People have to know what it is like to feel that way, to suddenly feel inferior, subhuman, dirty and disgusting. That is what we mean when we talk about the reality of the lives of people who are discriminated against.
I do not hear the third party talking about equality in terms of "then let us not let gays and lesbians pay taxes. Why should they be equal and pay taxes?" We know this group belongs to one of the highest income groups in the country and pays an extraordinary amount of taxes.
We talk about equality and I do not think members of the third party understand the reality of people's lives because they come from a privileged majority. We sit here and listen to them espousing very warm, fuzzy and logical arguments, sot to speak, based on airy-fairy ideas. They do not understand. They seek to represent true Canadians and I do not think they even understand the reality of the lives of ordinary Canadians.

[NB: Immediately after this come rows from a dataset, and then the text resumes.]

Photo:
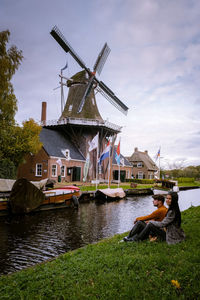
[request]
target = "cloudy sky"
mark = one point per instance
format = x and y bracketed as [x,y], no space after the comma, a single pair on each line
[153,67]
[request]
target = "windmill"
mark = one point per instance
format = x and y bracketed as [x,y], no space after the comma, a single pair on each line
[81,102]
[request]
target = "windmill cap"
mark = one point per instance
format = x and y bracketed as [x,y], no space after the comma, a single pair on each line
[159,197]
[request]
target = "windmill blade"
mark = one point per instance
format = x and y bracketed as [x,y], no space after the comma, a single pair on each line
[110,96]
[101,59]
[87,92]
[59,37]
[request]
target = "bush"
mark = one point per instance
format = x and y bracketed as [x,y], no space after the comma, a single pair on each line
[185,179]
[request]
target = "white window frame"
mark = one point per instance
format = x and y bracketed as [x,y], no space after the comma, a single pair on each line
[62,171]
[151,175]
[38,170]
[54,167]
[139,165]
[140,175]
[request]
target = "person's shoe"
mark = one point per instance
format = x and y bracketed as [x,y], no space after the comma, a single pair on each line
[121,241]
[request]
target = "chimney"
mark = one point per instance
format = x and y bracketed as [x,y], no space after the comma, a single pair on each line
[44,113]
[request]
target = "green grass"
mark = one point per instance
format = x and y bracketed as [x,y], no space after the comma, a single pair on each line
[113,270]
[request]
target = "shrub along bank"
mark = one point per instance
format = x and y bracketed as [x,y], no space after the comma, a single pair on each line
[113,270]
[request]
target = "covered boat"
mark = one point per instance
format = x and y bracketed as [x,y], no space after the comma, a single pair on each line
[26,197]
[110,194]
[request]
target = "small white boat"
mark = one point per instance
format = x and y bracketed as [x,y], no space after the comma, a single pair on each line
[110,194]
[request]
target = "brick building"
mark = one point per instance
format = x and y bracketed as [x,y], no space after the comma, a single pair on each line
[143,167]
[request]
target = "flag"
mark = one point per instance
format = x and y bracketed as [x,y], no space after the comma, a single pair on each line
[94,143]
[117,154]
[59,162]
[65,67]
[105,153]
[158,154]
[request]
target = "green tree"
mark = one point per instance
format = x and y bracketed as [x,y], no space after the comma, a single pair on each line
[15,141]
[9,62]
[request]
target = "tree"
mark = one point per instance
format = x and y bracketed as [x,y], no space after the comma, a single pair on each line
[9,61]
[15,141]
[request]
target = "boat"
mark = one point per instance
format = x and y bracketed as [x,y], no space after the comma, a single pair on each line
[25,197]
[109,194]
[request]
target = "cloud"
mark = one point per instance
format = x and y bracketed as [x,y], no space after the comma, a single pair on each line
[153,65]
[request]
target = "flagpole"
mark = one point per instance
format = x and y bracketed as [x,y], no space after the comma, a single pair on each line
[119,164]
[109,170]
[97,160]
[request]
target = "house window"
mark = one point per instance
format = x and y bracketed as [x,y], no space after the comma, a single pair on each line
[38,170]
[63,171]
[69,171]
[54,170]
[151,176]
[140,175]
[139,165]
[67,154]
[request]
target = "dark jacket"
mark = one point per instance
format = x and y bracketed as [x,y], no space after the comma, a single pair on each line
[174,233]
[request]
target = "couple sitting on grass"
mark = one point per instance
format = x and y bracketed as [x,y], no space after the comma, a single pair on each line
[163,223]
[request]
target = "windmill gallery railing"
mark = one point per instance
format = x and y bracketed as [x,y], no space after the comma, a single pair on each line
[77,121]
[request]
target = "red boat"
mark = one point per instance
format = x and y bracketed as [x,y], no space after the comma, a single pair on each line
[25,197]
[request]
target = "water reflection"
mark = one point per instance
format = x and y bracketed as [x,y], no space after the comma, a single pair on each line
[26,240]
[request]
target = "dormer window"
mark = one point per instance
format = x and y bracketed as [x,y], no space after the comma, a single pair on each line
[139,165]
[66,153]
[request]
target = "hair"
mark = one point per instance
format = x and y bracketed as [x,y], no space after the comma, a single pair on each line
[159,197]
[175,207]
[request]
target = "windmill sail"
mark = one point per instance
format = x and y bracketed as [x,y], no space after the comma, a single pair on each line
[87,86]
[101,59]
[59,37]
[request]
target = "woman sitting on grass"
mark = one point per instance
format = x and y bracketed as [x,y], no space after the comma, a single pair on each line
[171,223]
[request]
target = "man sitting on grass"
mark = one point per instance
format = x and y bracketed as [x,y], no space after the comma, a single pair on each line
[141,222]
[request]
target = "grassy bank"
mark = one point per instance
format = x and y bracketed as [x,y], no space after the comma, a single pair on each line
[113,270]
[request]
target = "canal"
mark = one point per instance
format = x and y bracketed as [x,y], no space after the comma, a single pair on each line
[27,240]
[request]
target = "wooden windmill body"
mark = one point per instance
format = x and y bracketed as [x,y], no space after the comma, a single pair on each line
[80,119]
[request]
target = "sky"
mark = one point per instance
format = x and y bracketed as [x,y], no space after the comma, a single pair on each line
[153,66]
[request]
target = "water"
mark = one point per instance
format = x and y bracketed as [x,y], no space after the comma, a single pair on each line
[27,240]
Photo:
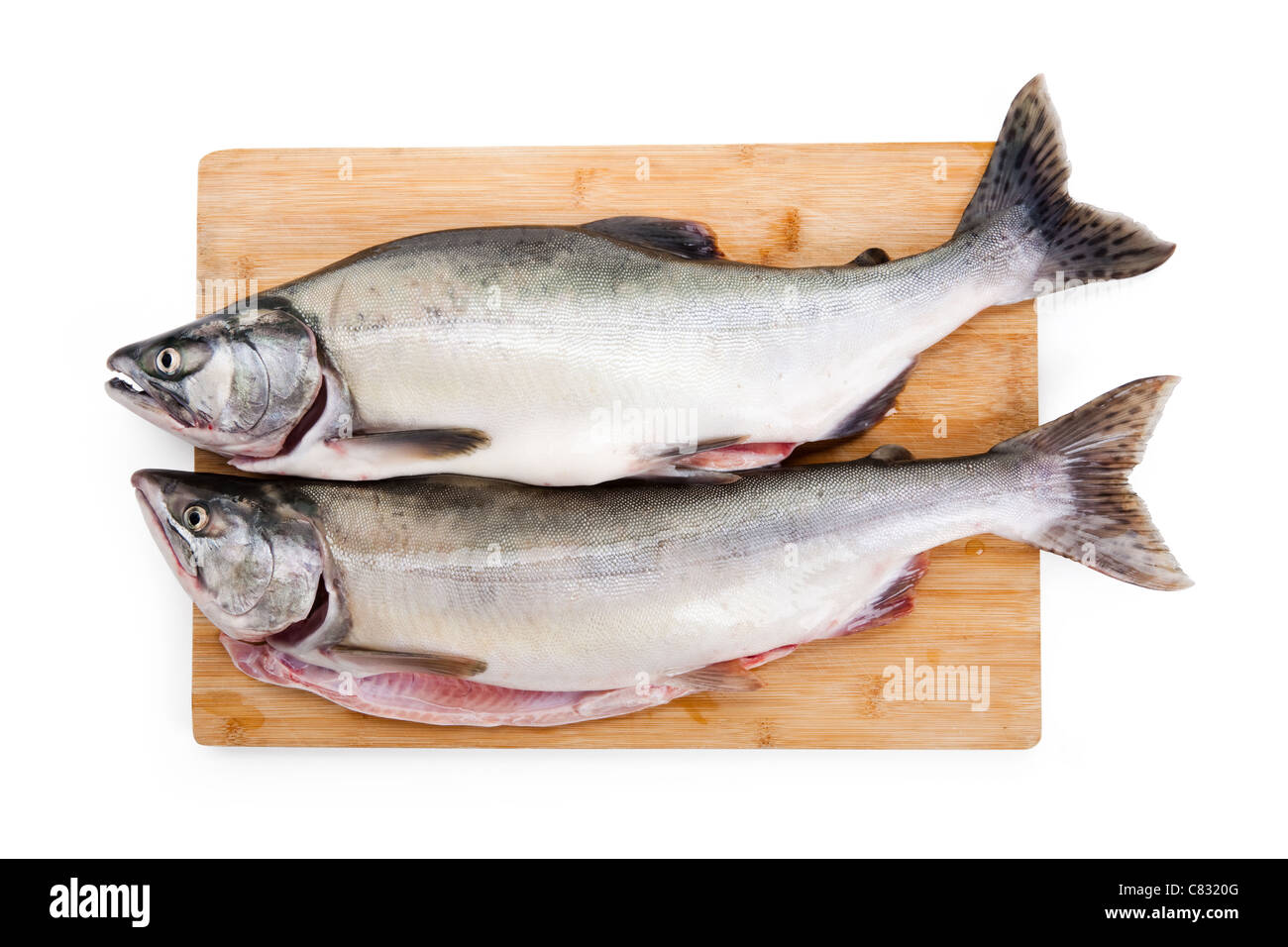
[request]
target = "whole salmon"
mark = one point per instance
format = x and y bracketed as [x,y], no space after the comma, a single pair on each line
[618,348]
[454,599]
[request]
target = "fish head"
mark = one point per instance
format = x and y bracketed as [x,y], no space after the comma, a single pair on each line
[245,552]
[236,382]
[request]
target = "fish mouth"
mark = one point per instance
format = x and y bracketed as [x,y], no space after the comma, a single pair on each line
[127,389]
[147,492]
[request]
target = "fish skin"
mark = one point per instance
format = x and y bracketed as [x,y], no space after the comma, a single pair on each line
[583,356]
[612,586]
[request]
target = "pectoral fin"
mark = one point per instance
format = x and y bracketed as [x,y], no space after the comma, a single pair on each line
[413,445]
[687,239]
[394,661]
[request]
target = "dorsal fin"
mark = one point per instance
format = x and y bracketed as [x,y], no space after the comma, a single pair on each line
[687,239]
[872,257]
[889,454]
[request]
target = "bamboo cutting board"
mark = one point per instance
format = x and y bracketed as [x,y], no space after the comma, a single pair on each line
[265,217]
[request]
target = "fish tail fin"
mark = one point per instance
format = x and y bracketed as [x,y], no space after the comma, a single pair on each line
[1086,457]
[1024,189]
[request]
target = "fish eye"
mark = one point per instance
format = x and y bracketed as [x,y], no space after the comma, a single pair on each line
[196,517]
[168,360]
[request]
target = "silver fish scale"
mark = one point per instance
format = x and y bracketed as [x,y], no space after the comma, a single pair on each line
[526,331]
[588,587]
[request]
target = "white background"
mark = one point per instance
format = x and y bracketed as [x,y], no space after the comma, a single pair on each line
[1162,712]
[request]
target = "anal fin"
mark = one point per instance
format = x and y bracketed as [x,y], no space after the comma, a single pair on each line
[893,602]
[874,408]
[741,457]
[369,661]
[726,677]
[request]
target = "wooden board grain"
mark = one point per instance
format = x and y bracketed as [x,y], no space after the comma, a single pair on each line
[266,217]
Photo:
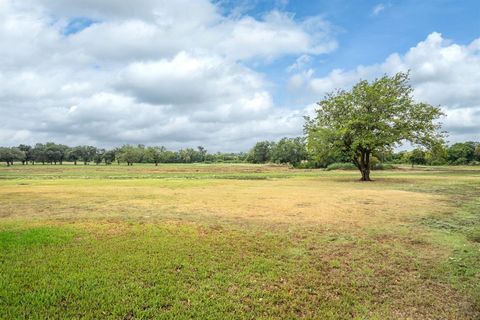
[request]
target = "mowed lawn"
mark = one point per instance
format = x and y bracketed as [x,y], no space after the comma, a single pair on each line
[238,242]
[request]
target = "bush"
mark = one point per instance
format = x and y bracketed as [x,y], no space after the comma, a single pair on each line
[307,165]
[460,161]
[438,162]
[383,166]
[341,166]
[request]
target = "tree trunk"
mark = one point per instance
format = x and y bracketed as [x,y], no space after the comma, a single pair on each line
[364,165]
[365,174]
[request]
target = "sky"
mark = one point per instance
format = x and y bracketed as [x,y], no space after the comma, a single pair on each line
[222,74]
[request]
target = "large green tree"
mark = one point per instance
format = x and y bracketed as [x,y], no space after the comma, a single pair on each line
[371,117]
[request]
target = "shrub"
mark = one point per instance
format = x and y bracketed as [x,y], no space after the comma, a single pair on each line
[460,161]
[438,162]
[341,166]
[383,166]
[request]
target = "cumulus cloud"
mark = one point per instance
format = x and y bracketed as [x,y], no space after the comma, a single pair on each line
[442,73]
[157,72]
[377,9]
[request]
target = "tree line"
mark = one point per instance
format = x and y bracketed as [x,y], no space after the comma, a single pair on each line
[53,153]
[292,151]
[362,126]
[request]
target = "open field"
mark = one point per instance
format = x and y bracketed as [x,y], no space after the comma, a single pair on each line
[238,241]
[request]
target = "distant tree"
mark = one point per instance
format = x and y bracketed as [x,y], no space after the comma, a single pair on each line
[28,151]
[437,154]
[87,154]
[202,153]
[40,153]
[98,156]
[155,154]
[109,156]
[477,152]
[130,154]
[461,153]
[416,156]
[75,154]
[372,116]
[9,155]
[261,152]
[289,150]
[56,153]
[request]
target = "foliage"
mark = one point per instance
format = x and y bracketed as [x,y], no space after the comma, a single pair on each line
[341,166]
[261,152]
[289,150]
[371,117]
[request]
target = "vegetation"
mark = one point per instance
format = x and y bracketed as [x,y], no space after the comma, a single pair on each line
[372,117]
[178,241]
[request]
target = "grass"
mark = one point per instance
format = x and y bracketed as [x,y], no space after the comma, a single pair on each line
[238,242]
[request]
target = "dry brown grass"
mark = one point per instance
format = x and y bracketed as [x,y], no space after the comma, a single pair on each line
[318,202]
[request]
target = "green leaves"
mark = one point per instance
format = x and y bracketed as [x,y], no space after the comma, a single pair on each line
[371,117]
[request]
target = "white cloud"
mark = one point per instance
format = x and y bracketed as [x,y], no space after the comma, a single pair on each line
[149,72]
[377,9]
[442,73]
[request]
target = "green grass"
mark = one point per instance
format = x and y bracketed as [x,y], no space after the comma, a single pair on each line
[238,242]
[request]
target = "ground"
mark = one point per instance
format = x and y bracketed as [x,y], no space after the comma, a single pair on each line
[238,242]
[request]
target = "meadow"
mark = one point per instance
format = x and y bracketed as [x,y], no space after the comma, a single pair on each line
[238,241]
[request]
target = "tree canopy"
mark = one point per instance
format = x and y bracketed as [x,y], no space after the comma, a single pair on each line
[371,117]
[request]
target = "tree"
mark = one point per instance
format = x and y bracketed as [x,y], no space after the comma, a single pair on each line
[372,116]
[28,150]
[98,156]
[155,154]
[9,155]
[261,152]
[75,154]
[437,155]
[416,156]
[461,153]
[477,152]
[289,150]
[109,156]
[40,153]
[130,154]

The statements repeatedly made in the House by the members of the third party tell me they represent only a particular group in the country. They do not know what it is like to be a person of colour. If they did they would never talk about some of the things they do. They do not know what it feels like to be disabled. If they did, they would talk about special measures to be taken to ensure that disabled people are able to take their places in the workforce. They would support the kinds of changes which would give people the ability to seek equality opportunity from a level playing field. That is what the amendment is about.
The amendment speaks to the fact that 71 per cent of Canadians have supported the bill in poll after poll and survey after survey. Canadians are fundamentally and basically people who espouse freedom, justice, equality and who talk about respect, not just tolerance. Tolerance means to put up with people. Respect means we know that person belongs and that they have something to share, something which will enrich the lives of Canadians. This country is based on respect. We are the role model to the world.
The third party talks about discrimination. Name any country that within the last part of this century has understood discrimination better than South Africa? Yet as soon as it got rid of apartheid and formed its first democratic government, one of the first things it did was put into its constitution lists of all those people who had been held back and who have a long way to go to achieve equality. In that list the South African Parliament put sexual orientation.
There was not a debate. The reason there was not a debate was that people who have been downtrodden, people who have been seeking equality understand the reality and do not seek to keep anyone from that basic fundamental freedom we talk about when we speak of equality in this country.
Equality and justice are based on the fact that the greatest of us in society will always seek to lend a hand to raise the smallest and the least of us. This is what we are talking about. This is what this party stands for. This is what this government stands for. This is what the third party opposite does not even begin to understand.
I am proud to stand here and I am proud to support this bill. Every Canadian looking on today, the 71 per cent of Canadians who continue to believe in the things that hold us together, the common values that hold us together as Canadians, will be applauding in their homes today when they see us speaking to this bill because they believe in it.
It is no coincidence that we have been seen as a role model to the world. It is no coincidence that when Boutros Boutros-Ghali met the Prime Minister at the 50th anniversary of the United Nations he said: "Your country is the greatest country in the world because you have learned how as a diverse people to live together, respecting differences, sharing equally, seeking constantly to bring equality to the world. It is you who will lead us into the 21st century". This piece of legislation is beginning to do exactly that.